Russian President Vladimir Putin is no longer a communist and has no interest in attempting to re-create the Soviet Union.
In fact, many Russian leaders now decry the Soviet state. Parts of the Russian Orthodox Church, with whom Mr. Putin has allied in a bid to tighten his grip on power, condemned Lenin recently and recommended destroying his mausoleum in Red Square.
No, Mr. Putin does not want to re-create the old USSR, but he does want a return of the Russian empire, or maybe even a hybrid version of the Soviet Union, without the communism. Skeptical? Just look around the world.

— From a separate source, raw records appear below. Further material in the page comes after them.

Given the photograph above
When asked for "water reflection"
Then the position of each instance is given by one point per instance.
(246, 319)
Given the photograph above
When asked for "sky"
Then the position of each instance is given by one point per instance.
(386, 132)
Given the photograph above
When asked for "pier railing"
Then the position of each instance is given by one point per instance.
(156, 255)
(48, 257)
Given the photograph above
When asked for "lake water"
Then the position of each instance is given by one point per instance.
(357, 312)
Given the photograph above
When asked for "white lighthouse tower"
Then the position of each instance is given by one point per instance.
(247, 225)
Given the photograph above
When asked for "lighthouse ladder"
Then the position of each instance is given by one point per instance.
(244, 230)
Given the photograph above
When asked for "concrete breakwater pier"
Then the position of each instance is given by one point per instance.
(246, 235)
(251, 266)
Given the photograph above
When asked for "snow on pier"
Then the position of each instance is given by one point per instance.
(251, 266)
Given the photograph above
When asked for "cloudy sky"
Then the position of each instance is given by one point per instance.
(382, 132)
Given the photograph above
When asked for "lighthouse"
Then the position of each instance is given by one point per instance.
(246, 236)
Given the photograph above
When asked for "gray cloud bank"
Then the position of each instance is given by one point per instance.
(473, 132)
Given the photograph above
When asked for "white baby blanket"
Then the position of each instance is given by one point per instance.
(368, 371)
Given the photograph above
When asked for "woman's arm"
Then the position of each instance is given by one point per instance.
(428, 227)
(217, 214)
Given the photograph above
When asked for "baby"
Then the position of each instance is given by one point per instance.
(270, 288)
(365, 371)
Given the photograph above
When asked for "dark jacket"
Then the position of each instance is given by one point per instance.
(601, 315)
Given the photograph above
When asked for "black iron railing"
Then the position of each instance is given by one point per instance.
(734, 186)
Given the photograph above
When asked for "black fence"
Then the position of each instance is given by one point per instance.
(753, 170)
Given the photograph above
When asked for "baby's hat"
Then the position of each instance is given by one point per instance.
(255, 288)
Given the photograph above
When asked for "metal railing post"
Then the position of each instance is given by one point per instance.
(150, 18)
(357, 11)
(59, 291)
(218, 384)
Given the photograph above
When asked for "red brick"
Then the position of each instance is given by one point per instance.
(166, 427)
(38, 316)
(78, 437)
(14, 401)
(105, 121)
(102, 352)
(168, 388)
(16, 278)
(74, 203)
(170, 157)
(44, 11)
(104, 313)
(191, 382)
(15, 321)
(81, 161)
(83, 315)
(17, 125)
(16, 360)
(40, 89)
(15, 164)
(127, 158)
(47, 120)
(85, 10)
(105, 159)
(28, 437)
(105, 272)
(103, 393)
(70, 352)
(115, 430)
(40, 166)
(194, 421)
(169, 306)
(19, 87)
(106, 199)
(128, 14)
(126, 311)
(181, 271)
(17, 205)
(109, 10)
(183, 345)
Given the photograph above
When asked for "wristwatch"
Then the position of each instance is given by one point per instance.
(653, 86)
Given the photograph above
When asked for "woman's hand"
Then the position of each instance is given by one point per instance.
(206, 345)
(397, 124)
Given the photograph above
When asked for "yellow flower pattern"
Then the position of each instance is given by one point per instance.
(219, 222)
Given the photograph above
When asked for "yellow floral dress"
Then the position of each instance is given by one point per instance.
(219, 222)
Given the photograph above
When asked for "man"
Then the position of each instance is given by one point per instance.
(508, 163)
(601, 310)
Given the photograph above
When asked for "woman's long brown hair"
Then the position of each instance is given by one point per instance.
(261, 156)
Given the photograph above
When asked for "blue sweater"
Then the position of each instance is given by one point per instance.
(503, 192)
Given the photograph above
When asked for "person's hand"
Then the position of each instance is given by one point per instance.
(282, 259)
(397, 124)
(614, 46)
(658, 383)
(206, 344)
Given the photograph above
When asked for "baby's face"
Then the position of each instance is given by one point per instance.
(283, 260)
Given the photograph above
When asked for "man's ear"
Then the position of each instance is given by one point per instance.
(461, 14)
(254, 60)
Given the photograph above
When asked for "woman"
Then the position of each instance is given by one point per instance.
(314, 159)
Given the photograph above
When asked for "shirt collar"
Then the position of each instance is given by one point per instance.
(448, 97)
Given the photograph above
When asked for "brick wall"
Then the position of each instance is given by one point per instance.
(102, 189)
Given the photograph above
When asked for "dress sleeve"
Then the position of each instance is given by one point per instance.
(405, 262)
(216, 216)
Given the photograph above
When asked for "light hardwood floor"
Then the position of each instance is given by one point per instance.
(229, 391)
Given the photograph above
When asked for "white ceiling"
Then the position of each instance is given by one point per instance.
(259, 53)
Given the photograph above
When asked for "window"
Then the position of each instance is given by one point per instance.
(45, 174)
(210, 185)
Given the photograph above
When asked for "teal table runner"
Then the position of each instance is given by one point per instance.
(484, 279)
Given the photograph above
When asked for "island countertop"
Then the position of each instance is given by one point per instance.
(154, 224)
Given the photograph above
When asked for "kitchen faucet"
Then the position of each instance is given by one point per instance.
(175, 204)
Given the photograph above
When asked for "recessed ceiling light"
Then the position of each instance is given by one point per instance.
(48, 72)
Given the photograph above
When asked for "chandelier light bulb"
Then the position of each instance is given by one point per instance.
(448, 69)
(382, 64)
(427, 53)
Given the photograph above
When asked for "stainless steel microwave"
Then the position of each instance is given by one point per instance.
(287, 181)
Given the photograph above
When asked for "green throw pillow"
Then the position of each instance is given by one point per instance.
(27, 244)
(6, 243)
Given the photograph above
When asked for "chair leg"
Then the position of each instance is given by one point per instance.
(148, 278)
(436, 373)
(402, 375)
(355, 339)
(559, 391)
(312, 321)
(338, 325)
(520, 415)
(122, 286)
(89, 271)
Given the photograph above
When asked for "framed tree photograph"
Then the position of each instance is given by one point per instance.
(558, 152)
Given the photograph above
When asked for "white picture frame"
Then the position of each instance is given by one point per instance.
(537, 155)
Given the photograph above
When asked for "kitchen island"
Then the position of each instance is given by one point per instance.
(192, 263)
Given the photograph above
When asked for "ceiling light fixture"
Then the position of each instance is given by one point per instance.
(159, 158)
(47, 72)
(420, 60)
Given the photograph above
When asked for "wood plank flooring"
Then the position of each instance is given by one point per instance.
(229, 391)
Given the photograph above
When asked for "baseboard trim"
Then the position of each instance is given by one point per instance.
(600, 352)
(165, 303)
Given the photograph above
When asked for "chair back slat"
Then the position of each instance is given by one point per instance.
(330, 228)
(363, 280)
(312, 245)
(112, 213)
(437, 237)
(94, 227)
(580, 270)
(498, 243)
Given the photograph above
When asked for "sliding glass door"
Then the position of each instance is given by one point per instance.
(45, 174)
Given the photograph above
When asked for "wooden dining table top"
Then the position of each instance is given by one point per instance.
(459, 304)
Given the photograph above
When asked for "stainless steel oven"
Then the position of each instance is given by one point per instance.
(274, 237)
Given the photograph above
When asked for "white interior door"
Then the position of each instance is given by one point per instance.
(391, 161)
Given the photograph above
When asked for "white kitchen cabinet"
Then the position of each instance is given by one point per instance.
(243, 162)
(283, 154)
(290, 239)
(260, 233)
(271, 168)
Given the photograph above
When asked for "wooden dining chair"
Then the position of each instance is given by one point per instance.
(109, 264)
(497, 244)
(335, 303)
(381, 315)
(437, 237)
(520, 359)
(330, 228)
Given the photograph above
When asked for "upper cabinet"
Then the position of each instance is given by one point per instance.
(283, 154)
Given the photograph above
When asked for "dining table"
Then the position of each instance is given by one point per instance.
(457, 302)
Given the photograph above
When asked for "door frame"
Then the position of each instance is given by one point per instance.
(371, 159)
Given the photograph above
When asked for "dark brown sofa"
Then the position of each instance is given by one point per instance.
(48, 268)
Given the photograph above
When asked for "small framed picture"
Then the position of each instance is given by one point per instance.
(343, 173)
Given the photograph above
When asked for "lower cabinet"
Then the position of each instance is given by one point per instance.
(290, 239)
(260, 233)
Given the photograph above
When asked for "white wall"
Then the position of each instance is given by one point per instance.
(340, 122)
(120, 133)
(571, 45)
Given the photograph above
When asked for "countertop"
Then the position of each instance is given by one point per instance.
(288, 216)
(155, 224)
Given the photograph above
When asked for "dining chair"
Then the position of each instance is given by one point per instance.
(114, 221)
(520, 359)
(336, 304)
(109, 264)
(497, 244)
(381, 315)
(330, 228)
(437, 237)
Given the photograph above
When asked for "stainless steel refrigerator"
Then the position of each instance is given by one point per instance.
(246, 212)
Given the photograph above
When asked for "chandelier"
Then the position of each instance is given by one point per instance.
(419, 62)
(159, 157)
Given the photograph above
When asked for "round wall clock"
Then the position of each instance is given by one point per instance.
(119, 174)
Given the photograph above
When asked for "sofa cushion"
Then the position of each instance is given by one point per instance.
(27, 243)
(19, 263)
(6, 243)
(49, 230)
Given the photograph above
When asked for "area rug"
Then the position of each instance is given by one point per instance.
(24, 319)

This week, in the Caucasus, the Russian government essentially closed the border between the Georgian territory of Abkhazia and the rest of the country Russian troops have occupied the ethnic enclaves of Abkhazia and South Ossetia since the Russo-Georgian war of 2008, recognizing them as independent states. Mr. Putin also signed an order to allow the recruitment of South Ossetians for enlistment in the Russian armed forces.
In Moldova, the Kremlin has been pressuring diplomats who are attempting to investigate the theft of 20 percent of the country’s treasury assets, billions of dollars, which they say ended up in Russia. They suspect a scheme to destabilize the pro-EU government in Chisinau and move the leadership back to the Kremlin’s orbit. The prime minister has accused Moscow of intimidation of its diplomats and other harassment.